Another point that I appreciated in Redding's essay is his discussion of how the Internet age has sped up the turnaround time in the advertising industry so much that he and his colleagues no longer had the luxury of sleeping on an idea. As a consequence, they became more conservative. Without the time to let inspiration marinate into innovation, they stopped taking creative risks and fell back on tried and true techniques. It perfectly illustrates the cost of "doing" at the expense of "being."

This is my favorite part:
The trick to being truly creative, I’ve always maintained, is to be completely unselfconscious. To resist the urge to self-censor. To not-give-a-shit what anybody thinks. That’s why children are so good at it. And why people with Volkswagens, and mortgages, Personal Equity Plans and matching Lois Vuitton luggage are not. It takes a certain amount of courage, thinking out loud. And is best done in a safe and nurturing environment. Creative departments and design studios used to be such places, where you could say and do just about anything creatively speaking, without fear of ridicule or judgment. It has to be this way, or you will just close up like a clam shell. It’s like trying to have sex with your mum listening outside the bedroom door.

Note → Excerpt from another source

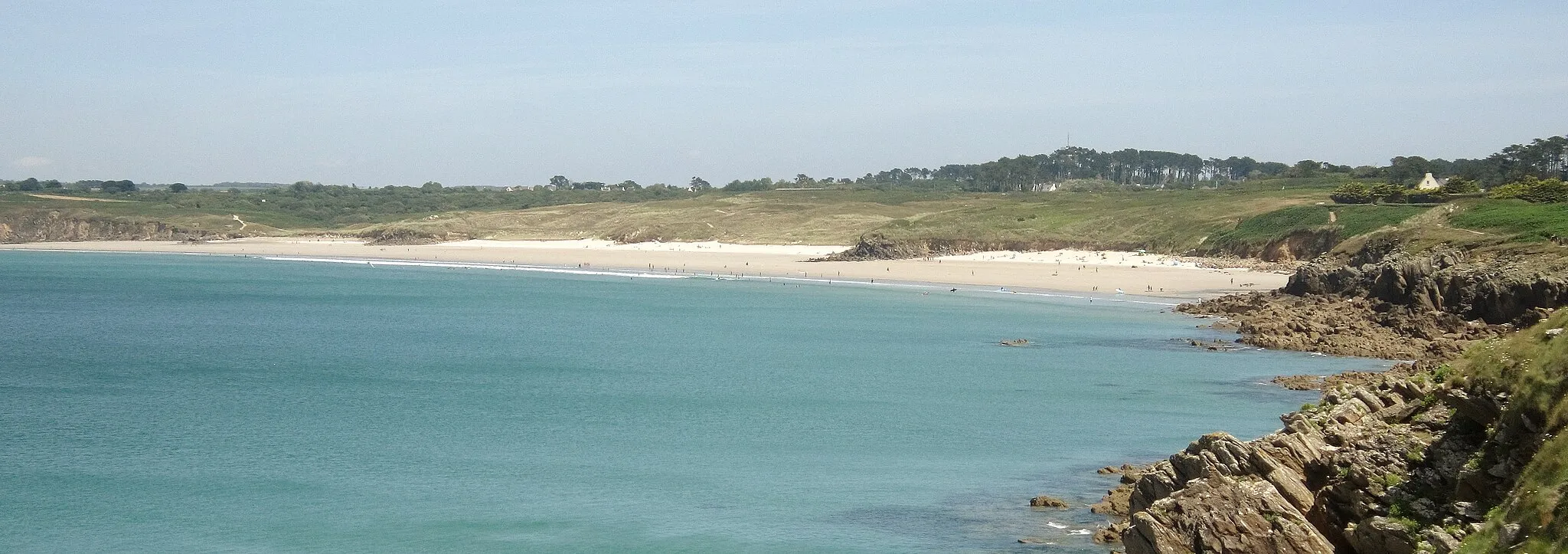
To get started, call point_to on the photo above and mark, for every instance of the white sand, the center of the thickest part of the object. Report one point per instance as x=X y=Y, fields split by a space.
x=1076 y=257
x=656 y=247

Forget the fact that I have both a Volkswagen and a mortgage, I laughed aloud at the part about having sex with your mom outside the bedroom door. Talk about inspiring nothing but inhibition. In my quest to become better at "being," there's a safe and nurturing place I go every Wednesday night where I can speak freely without fear of ridicule or judgment (okay, sometimes we judge each other a little).

If you don't have such a place, go find one. Otherwise you'll end up having to write your own now-that-I'm-dying-I-realize-I-spent-too-much-time-at-the-office essay.